The effect of IV methylprednisolone on coronary-artery outcomes at five weeks was consistent across predetermined subgroups, sex, age, presence or absence of coronary-artery abnormalities at baseline, and number of days of illness as randomization, the researchers said.
In a post-hoc subgroup analysis of children with persistent fever who were retreated with intravenous immune globulin, coronary outcomes were better in the methylprednisolone group than in the placebo group.
This suggests, the researchers said, that children at highest risk for resistance to immune globulin and for coronary abnormalities may benefit from corticosteroid treatment. Nevertheless, they added, the post-hoc nature of this analysis and practical limitations in prospectively identifying these patients are important caveats to this conclusion. Nonetheless, the treatment is not indicated for routine primary treatment of all children with Kawasaki's disease, the investigators emphasized.
Addressing other study limitations, the researchers noted that they studied only a single dose of methylprednisolone and the trial did not preclude the efficacy of other corticosteroid regimens. Furthermore, the anatomical site of temperature measurement was not standardized, and data were not collected beyond five weeks. Still, they said, new coronary aneurysms rarely develop after the first month of illness.

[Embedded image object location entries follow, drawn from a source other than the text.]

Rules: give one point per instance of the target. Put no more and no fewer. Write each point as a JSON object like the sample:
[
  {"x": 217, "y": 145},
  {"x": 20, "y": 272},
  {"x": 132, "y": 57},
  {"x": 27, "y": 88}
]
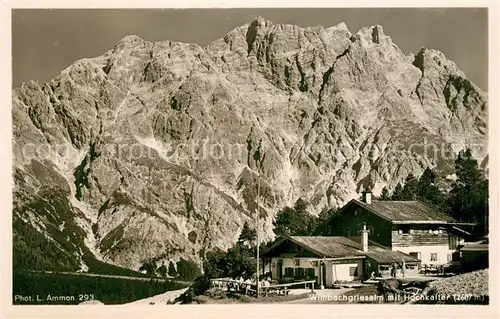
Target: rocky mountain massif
[{"x": 156, "y": 150}]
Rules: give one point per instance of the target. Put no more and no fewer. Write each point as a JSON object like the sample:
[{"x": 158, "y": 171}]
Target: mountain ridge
[{"x": 315, "y": 112}]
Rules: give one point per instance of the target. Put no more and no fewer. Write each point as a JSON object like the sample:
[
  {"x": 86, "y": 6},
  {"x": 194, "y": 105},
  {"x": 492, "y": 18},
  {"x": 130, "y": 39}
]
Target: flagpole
[{"x": 257, "y": 231}]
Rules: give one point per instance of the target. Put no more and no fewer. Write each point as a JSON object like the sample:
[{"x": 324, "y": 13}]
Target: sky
[{"x": 45, "y": 41}]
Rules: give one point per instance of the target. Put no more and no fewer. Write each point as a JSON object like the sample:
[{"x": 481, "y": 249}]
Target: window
[
  {"x": 404, "y": 230},
  {"x": 452, "y": 242},
  {"x": 299, "y": 272},
  {"x": 288, "y": 272},
  {"x": 310, "y": 272},
  {"x": 353, "y": 271}
]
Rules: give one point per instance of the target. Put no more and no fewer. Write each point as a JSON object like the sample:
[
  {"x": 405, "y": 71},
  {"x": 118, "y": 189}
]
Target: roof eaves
[{"x": 305, "y": 245}]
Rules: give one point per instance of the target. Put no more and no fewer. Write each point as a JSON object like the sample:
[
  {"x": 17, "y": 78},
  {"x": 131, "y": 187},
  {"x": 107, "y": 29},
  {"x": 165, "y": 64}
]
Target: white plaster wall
[{"x": 425, "y": 253}]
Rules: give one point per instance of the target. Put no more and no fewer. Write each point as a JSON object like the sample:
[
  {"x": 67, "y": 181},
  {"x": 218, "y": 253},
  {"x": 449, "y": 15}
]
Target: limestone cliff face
[{"x": 155, "y": 149}]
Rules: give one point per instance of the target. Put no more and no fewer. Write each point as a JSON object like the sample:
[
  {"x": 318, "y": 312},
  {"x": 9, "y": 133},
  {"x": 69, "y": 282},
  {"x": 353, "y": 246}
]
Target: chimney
[
  {"x": 367, "y": 196},
  {"x": 364, "y": 238}
]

In summary, Dr. Newburger and her colleagues said that although pulsed corticosteroid therapy was associated with more rapid resolution of serum inflammatory markers and a somewhat shorter initial length of stay in the hospital than placebo, it did not improve coronary-artery outcomes or reduce the number of adverse events, total days in the hospital, or days of fever. Therefore, they said, it is not recommended for routine primary treatment in these children.

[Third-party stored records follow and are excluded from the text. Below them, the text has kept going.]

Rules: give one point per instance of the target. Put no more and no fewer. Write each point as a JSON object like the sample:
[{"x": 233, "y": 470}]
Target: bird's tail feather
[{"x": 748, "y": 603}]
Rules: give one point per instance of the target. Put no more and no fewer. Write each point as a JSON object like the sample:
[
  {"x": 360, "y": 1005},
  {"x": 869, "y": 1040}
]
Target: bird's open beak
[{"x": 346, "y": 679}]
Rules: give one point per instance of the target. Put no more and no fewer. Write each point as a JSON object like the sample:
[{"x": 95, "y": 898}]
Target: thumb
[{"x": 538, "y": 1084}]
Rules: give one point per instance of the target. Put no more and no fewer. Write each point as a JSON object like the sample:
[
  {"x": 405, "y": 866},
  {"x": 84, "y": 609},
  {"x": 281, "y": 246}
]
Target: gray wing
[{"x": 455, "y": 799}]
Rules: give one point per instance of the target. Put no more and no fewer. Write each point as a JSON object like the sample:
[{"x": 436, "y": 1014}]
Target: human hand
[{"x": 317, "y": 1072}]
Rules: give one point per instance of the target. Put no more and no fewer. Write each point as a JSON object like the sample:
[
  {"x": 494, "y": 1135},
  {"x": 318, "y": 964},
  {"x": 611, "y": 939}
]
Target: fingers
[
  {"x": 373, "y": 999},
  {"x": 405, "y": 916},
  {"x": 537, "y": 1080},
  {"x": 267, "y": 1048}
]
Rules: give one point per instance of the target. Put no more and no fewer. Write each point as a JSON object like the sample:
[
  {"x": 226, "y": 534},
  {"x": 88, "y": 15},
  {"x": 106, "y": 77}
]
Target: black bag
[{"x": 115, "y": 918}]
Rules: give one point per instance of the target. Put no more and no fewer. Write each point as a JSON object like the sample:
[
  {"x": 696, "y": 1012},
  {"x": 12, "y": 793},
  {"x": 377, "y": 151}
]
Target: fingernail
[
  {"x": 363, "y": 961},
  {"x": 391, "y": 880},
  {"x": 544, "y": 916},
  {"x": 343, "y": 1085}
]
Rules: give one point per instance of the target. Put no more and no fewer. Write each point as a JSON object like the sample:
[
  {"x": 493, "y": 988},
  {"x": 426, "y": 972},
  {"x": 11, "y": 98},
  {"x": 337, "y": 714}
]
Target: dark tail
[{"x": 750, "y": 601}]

However, the researchers added, because the post-hoc subgroup analysis suggested that primary therapy with intravenous methylprednisolone might benefit children with persistent fever after treatment with intravenous immune globulin, future prospective studies should explore the usefulness of corticosteroid or other immunomodulatory therapies in children at highest risk for resistance to intravenous immune globulin.
In a commentary bringing perspective to the riddle of Kawasaki's disease, Jane Burns, M.D., of the University of California, San Diego, wrote that the finding that corticosteroids failed to benefit these patients underscores the difference between Kawasaki's and other chronic vasculitides for which corticosteroids are the foundation of most treatment strategies.

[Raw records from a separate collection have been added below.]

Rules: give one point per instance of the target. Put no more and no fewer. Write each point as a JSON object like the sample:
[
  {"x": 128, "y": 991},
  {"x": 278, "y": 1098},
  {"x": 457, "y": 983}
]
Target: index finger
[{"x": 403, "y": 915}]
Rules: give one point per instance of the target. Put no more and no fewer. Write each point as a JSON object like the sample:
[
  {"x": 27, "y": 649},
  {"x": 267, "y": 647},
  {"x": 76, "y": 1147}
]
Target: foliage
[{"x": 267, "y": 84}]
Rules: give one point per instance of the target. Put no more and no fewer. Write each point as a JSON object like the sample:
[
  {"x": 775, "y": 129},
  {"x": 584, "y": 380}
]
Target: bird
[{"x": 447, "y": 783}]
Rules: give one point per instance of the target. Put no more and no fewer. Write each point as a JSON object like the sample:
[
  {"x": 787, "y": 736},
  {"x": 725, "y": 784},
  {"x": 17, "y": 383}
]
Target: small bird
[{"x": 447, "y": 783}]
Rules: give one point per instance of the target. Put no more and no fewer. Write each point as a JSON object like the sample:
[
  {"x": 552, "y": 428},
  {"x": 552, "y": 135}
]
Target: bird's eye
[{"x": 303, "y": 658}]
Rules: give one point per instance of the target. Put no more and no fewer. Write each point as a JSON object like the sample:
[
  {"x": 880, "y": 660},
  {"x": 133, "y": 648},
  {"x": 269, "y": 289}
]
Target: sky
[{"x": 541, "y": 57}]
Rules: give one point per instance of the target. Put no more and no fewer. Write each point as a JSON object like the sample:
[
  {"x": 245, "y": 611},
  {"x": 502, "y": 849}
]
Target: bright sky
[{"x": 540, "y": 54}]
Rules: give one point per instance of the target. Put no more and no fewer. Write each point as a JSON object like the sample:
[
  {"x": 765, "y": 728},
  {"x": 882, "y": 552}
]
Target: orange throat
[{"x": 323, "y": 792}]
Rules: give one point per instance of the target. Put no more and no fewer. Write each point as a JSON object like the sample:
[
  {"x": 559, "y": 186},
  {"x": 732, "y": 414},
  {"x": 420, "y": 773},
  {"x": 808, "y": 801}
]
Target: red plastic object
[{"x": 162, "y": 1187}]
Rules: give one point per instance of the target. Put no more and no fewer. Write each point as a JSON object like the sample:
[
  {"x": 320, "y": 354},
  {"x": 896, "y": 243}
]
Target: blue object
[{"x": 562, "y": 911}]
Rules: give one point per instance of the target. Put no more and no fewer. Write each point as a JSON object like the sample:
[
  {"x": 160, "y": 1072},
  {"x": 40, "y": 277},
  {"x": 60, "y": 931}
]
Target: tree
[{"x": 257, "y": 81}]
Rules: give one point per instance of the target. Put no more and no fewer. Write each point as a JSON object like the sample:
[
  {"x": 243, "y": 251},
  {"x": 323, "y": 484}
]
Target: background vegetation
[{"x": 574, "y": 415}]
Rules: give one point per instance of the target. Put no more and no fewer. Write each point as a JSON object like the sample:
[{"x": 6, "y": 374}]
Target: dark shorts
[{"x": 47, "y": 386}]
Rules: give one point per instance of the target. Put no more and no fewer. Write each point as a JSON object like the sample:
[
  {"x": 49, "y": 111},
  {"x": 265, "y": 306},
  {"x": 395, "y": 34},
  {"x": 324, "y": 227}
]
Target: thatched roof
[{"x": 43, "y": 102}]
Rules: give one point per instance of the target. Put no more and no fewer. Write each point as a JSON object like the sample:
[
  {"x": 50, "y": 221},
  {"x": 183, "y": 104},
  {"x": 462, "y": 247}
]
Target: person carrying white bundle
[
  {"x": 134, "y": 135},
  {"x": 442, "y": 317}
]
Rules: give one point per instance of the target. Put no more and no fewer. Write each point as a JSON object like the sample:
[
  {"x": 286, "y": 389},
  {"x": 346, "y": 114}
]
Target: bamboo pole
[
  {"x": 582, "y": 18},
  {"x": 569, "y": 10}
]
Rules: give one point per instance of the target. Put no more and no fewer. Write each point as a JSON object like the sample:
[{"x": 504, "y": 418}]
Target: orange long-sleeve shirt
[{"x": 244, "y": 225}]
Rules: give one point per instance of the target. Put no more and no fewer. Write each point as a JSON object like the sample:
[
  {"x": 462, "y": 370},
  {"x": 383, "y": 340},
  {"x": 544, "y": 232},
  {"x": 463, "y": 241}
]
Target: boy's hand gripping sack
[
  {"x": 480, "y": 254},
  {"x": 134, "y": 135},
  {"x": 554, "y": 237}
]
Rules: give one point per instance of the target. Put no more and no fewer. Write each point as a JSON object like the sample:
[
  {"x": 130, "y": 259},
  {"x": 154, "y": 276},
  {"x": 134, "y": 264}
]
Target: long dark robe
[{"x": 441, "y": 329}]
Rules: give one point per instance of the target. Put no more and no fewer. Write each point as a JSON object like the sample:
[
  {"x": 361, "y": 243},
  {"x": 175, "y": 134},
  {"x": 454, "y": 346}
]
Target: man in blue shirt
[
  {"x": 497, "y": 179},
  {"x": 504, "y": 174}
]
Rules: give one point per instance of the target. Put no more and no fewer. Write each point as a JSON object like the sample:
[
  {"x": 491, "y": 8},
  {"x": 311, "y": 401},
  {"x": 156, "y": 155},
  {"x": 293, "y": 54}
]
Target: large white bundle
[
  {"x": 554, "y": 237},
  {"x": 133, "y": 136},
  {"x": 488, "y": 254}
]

Commenting on the Kawasaki's puzzle, she wrote, "How can an illness look like an infection but not have a recoverable agent; look like an immune-mediated vasculitis, but not be easily treated with corticosteroids; and look like a benign, self-limited illness but be the leading cause of acquired heart disease in children? The answers to the riddle continue to elude us."
Despite the existence of an effective treatment, great challenges remain in the diagnosis and care of these children. For example, a four-decade search for causative agents had yielded only a long list of ruled-out pathogens, she said.
This self-limiting vasculitis, Dr. Burns said, affords a unique opportunity to study acute endothelial-cell injury, aneurysm formation, and vascular-wall remodeling in young children still free of the effects of aging and environmental insults.
"The lessons to be learned from Kawasaki's disease are likely to have relevance for the study of chronic conditions involving vascular injury, including atherosclerosis and abdominal aortic aneurysm," Dr. Burns wrote.
"Progress toward understanding genetic influences, refining treatment, developing diagnostic tests, and understanding the best management practices for children with coronary-artery damage can come only through adequately powered, multicenter, collaborative studies such as the clinical trial by Newburger et al," she concluded.
Dr. Burns reported receiving consulting fees from Bristol-Myers Squibb and grant support from Centocor.